Well, you just lost all credibility with me... There have been numerous points that the human civilization reached a pinnacle where it seemed, we understand so much there can't be much more to understand....

For the small percentage of time we have been focusing on space/time/physics/etc issues, look how much new information has popped up... there is SO much we don't understand, and until we understand everything you can't make blanket statements about speed and travel and light, etc.

You sound like you are saying, its not worth trying to understand things we think are impossible, because we know better than to waste our time....


 

LazyGit

Member
Nov 27, 2006
42
0
0
No, I am saying that information cannot be transmitted faster than the speed of light and that is an incontravertable fact. Sorry if you don't like that.

I thought I lost all credibility with you when I stated earlier that angular momentum was conserved (which I guess you accepted I was right about).

Gravitational waves have not been detected. Just because someone won the Nobel prize for seeing something they've classified as gravitational waves doesn't prove it. After all someone received the Nobel prize for detecting the CMB ... that doesn't prove the big bang actually happened.

I said that we know what is possible and what isn't possible. The question of lightspeed is one of these things. I didn't say that we know everything. I never said we shouldn't understand why they are impossibilities. I didn't say we should stop investigating the universe either. By suggesting that the answer to those questions you posed earlier is that lightspeed can be broken is hugely unhelpful and unscientific.

Do you not understand that saying that lightspeed can be broken is the easy way out?
cheers
 

dxkj

Lifer
Feb 17, 2001
11,772
2
81
Originally posted by: LazyGit
No, I am saying that information cannot be transmitted faster than the speed of light and that is an incontravertable fact. Sorry if you don't like that.

I thought I lost all credibility with you when I stated earlier that angular momentum was conserved (which I guess you accepted I was right about).

Gravitational waves have not been detected. Just because someone won the Nobel prize for seeing something they've classified as gravitational waves doesn't prove it. After all someone received the Nobel prize for detecting the CMB ... that doesn't prove the big bang actually happened.

I said that we know what is possible and what isn't possible. The question of lightspeed is one of these things. I didn't say that we know everything. I never said we shouldn't understand why they are impossibilities. I didn't say we should stop investigating the universe either.

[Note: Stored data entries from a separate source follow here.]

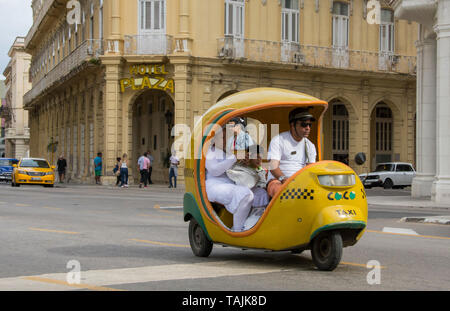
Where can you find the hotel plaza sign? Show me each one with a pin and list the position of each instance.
(148, 76)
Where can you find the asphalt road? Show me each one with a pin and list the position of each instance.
(136, 239)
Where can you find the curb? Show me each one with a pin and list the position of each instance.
(441, 220)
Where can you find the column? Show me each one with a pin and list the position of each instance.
(440, 192)
(364, 124)
(426, 117)
(112, 118)
(182, 79)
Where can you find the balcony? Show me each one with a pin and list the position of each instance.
(148, 44)
(6, 113)
(314, 56)
(42, 14)
(87, 50)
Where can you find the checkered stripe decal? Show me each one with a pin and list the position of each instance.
(298, 193)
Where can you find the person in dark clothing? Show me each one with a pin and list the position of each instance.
(61, 166)
(116, 170)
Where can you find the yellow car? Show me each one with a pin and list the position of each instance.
(31, 171)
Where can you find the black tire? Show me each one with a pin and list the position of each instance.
(14, 184)
(297, 251)
(326, 250)
(200, 244)
(388, 184)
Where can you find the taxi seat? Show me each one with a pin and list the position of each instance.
(225, 216)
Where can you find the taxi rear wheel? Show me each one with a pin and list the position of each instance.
(14, 184)
(200, 244)
(326, 250)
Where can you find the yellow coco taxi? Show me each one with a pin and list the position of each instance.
(321, 208)
(31, 171)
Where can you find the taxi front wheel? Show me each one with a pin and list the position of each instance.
(326, 250)
(200, 244)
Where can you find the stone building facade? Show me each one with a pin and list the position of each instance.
(17, 131)
(118, 81)
(433, 97)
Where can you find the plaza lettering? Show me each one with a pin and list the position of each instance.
(159, 69)
(146, 81)
(158, 83)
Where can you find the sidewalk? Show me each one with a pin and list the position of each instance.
(152, 187)
(409, 202)
(406, 201)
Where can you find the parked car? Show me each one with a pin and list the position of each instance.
(32, 171)
(6, 167)
(389, 175)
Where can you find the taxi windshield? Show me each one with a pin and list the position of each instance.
(34, 163)
(385, 168)
(6, 162)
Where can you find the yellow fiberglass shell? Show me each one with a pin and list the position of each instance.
(286, 222)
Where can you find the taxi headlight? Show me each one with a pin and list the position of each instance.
(337, 180)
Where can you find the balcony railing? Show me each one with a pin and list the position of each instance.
(6, 113)
(46, 5)
(88, 49)
(149, 44)
(314, 56)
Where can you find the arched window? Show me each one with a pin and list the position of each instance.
(234, 18)
(383, 133)
(340, 24)
(340, 132)
(290, 21)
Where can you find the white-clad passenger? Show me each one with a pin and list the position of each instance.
(219, 188)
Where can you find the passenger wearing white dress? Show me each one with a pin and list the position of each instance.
(219, 188)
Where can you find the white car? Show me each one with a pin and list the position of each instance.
(389, 175)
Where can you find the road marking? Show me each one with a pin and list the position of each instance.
(160, 243)
(101, 279)
(53, 231)
(357, 264)
(169, 207)
(156, 216)
(399, 231)
(159, 208)
(52, 208)
(413, 235)
(81, 286)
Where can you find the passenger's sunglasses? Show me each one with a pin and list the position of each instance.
(306, 124)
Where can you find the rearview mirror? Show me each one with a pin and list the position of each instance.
(360, 158)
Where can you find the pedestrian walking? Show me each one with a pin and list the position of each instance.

By suggesting that the answer to those questions you posed earlier is that lightspeed can be broken is hugely unhelpful and unscientific.

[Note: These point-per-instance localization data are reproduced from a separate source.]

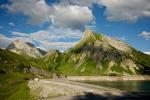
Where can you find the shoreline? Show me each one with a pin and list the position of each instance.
(110, 78)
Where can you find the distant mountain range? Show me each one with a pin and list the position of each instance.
(26, 48)
(147, 53)
(95, 54)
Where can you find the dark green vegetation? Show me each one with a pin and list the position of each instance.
(12, 62)
(13, 81)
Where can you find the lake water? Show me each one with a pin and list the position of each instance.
(132, 86)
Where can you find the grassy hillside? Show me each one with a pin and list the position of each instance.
(13, 82)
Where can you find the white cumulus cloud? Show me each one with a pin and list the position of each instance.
(145, 35)
(125, 10)
(61, 15)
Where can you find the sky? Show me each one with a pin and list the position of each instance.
(59, 24)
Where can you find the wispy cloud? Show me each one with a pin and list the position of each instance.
(12, 24)
(1, 27)
(52, 38)
(60, 14)
(145, 35)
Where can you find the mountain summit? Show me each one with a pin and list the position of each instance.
(25, 48)
(97, 54)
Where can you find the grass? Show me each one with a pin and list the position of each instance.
(13, 86)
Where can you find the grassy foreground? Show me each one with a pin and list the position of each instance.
(13, 86)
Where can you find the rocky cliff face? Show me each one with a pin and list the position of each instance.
(25, 48)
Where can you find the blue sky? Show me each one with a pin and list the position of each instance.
(59, 24)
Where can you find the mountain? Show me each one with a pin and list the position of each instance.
(41, 51)
(97, 54)
(25, 48)
(10, 61)
(147, 53)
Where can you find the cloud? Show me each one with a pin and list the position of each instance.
(61, 46)
(12, 24)
(125, 10)
(1, 27)
(87, 3)
(72, 16)
(145, 35)
(52, 38)
(19, 34)
(4, 41)
(60, 14)
(37, 10)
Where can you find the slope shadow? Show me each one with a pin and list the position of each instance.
(108, 96)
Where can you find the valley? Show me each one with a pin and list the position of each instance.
(95, 57)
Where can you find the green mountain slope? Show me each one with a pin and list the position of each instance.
(97, 54)
(13, 81)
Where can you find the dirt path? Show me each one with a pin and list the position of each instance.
(109, 78)
(44, 89)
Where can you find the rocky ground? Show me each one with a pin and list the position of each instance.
(44, 89)
(109, 78)
(66, 90)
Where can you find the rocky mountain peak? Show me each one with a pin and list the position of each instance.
(26, 48)
(88, 33)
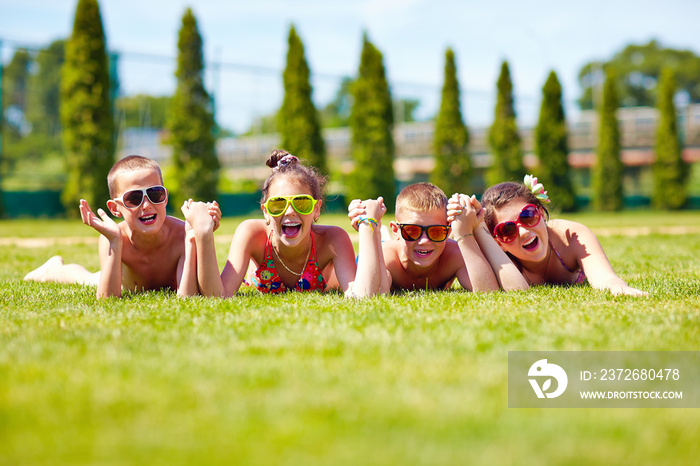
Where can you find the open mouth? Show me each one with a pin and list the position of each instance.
(290, 229)
(532, 244)
(148, 219)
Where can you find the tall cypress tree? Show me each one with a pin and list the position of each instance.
(86, 111)
(504, 140)
(452, 170)
(195, 167)
(371, 122)
(552, 147)
(298, 120)
(607, 172)
(669, 169)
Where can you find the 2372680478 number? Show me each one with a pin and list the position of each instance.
(640, 374)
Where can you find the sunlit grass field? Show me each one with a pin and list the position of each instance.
(414, 378)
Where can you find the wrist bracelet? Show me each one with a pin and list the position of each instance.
(371, 221)
(463, 236)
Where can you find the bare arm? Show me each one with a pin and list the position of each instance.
(187, 266)
(477, 274)
(110, 250)
(244, 240)
(343, 257)
(371, 271)
(594, 262)
(207, 269)
(506, 272)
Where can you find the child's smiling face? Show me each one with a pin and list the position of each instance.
(531, 243)
(148, 217)
(423, 252)
(292, 228)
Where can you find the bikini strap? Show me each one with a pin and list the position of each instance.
(313, 248)
(268, 247)
(560, 259)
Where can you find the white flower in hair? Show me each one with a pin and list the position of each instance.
(537, 188)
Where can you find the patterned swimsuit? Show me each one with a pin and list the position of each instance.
(266, 279)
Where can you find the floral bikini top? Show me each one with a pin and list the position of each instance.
(581, 278)
(267, 280)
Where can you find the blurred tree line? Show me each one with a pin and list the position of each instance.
(36, 141)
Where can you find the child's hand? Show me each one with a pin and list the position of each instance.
(465, 213)
(197, 215)
(215, 212)
(104, 224)
(355, 210)
(373, 208)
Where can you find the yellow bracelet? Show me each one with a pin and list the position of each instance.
(468, 234)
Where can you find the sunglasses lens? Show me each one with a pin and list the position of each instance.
(506, 232)
(411, 232)
(156, 194)
(276, 206)
(529, 216)
(303, 204)
(437, 233)
(132, 199)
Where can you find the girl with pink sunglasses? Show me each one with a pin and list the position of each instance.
(559, 252)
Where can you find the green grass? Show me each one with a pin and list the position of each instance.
(416, 378)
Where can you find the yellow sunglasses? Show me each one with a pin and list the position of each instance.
(302, 203)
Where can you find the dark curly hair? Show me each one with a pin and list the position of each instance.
(302, 174)
(501, 194)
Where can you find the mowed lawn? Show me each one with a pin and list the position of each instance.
(414, 378)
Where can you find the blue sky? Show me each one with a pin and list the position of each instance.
(249, 38)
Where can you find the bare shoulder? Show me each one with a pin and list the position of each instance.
(451, 259)
(569, 232)
(390, 249)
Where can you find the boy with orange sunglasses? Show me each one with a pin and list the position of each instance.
(149, 250)
(419, 255)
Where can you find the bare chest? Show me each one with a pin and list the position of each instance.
(151, 271)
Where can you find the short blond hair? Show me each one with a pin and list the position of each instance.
(129, 164)
(421, 197)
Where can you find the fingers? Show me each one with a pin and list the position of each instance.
(103, 215)
(354, 204)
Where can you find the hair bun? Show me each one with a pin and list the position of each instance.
(275, 156)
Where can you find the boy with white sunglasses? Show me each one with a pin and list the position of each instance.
(149, 250)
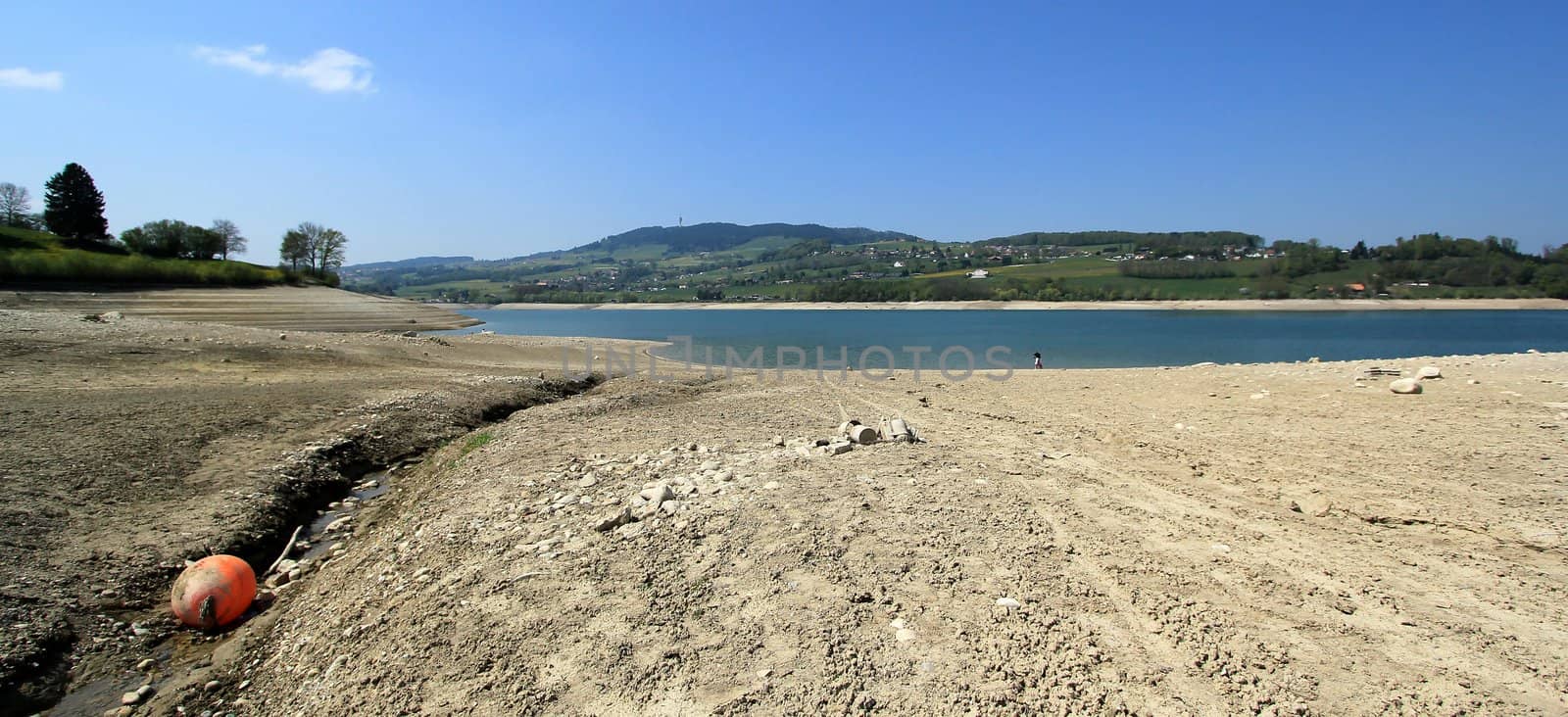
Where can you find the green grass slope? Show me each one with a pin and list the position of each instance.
(39, 257)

Do you not understand that saying that lightspeed can be broken is the easy way out?
cheers

I think saying that lightspeed CANT be broken with our limited amount of knowledge is the easy way out.

I agree that lightspeed more than likely can't be broken, but based on what we know it isn't a certain, especially with some of the earlier mentioned theories/experiments that we cant explain. There are a lot of unknowns, and hell, I know far less than you, but you look back in history and almost everytime someone said we know enough to make a declaration, they end up being proven at least partially wrong/ignorant.